Pete Draovitch, ATC, PT, CSCS, Physical Therapy and Rehabilitation Specialist at the University of Pittsburgh Medical Center, believes in going through a proper warm-up before working the hip area. “Years ago, to prehab rotator cuffs, when athletes were benching extremely heavy weight, I’d start everybody off with a set of rotator cuff exercises just to activate the muscle,” says Draovitch. “Now, it’s not uncommon for me to do something similar for hips. I’ll often have the athlete do a closed-chain exercise before I have them squat or do lunges or something similar.”

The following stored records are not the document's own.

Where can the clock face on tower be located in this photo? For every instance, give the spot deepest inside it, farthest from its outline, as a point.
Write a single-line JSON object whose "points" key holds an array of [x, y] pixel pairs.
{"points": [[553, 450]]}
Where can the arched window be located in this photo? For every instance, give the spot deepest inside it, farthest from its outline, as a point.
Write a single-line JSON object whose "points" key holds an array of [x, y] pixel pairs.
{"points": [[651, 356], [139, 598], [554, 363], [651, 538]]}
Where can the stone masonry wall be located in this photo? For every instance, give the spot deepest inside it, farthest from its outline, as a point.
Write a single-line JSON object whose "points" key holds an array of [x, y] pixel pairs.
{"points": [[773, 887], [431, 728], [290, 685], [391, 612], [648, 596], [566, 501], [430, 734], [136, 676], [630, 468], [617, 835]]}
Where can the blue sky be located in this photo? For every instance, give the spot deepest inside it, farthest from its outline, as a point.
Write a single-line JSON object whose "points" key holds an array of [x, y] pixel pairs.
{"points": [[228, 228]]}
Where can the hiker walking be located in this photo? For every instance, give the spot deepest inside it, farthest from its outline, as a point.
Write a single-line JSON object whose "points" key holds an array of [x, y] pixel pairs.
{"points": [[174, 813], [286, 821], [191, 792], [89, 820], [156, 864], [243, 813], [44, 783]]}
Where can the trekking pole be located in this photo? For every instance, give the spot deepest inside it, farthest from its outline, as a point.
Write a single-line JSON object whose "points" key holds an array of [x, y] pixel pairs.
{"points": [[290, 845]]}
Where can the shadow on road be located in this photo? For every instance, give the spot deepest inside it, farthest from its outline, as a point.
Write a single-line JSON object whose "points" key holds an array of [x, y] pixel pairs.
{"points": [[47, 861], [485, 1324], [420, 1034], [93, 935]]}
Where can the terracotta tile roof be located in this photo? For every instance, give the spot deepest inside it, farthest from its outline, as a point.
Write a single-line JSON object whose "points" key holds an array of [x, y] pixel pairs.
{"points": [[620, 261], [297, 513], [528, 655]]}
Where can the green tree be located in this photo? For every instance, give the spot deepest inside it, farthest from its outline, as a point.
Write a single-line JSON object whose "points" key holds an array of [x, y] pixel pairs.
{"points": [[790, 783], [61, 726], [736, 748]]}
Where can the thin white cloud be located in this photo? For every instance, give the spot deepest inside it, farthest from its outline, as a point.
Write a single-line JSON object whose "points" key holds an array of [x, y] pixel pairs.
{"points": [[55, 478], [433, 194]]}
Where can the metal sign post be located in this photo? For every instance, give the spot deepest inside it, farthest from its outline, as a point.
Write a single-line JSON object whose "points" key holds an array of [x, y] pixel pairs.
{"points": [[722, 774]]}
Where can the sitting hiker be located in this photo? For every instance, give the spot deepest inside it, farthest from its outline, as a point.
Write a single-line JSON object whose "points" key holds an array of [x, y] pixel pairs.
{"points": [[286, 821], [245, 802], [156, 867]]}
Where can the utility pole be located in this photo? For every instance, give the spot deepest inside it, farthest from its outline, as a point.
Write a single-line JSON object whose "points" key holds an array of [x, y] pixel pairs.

Draovitch also has his athletes do a lot of sideways walking with resistance bands placed around their thighs and ankles. “I also use four-way hip machines and Pilates in standing positions to work the hip abductors,” he says. “We just try to create a good balance between hip abduction, adduction, flexion, and extension, and both rotational movements.”

FEEDBACK:

I just came across your article “Catching Hip Injuries” May/June 2005. I happen to find it while I was searching for information on rehab of the hip after arthroscopic surgery. I was FINALLY diagnosed correct in July 2009 with a torn labrum, only after many, many months of physical therapy, pain medication, icing my hip, and numerous MRIs and X-Rays, cortisone shot, nothing worked.

I always knew from the beginning that something more was wrong than what my orthopedic was telling me at the time, which was that I had bursitis in my hip but he still couldn’t “understand” why I was in so much pain.

After my persistence he ordered an MRI Arthrogram which detected a tear, whi I was told he could not repair for me or anyone else in the practice for the matter. It was very frustrating to a degree one can only imagine. I was referred to the one doctor in Albany NY, who can repair my labrum, Dr. S. Das from the Bone and Joint Center. I must say I was a bit hesitant at first to go to the only doctor in my area who can repair the labrum, I was afraid I was going to be taking a huge chance on him. Boy, was I wrong.

He was very knowledgeable about the labrum and made me feel at east right away. Dr. Das was able to explain not only the surgery but what to expect during recovery. I had my surgery on September 29, 2009 and unfortunately did have a significant tear but I sure could tell right away that there is going to be a difference. I was an active person prior to this problem and now that I had the surgery I really believe that I can be that active person again and your article made that seem even more realistic.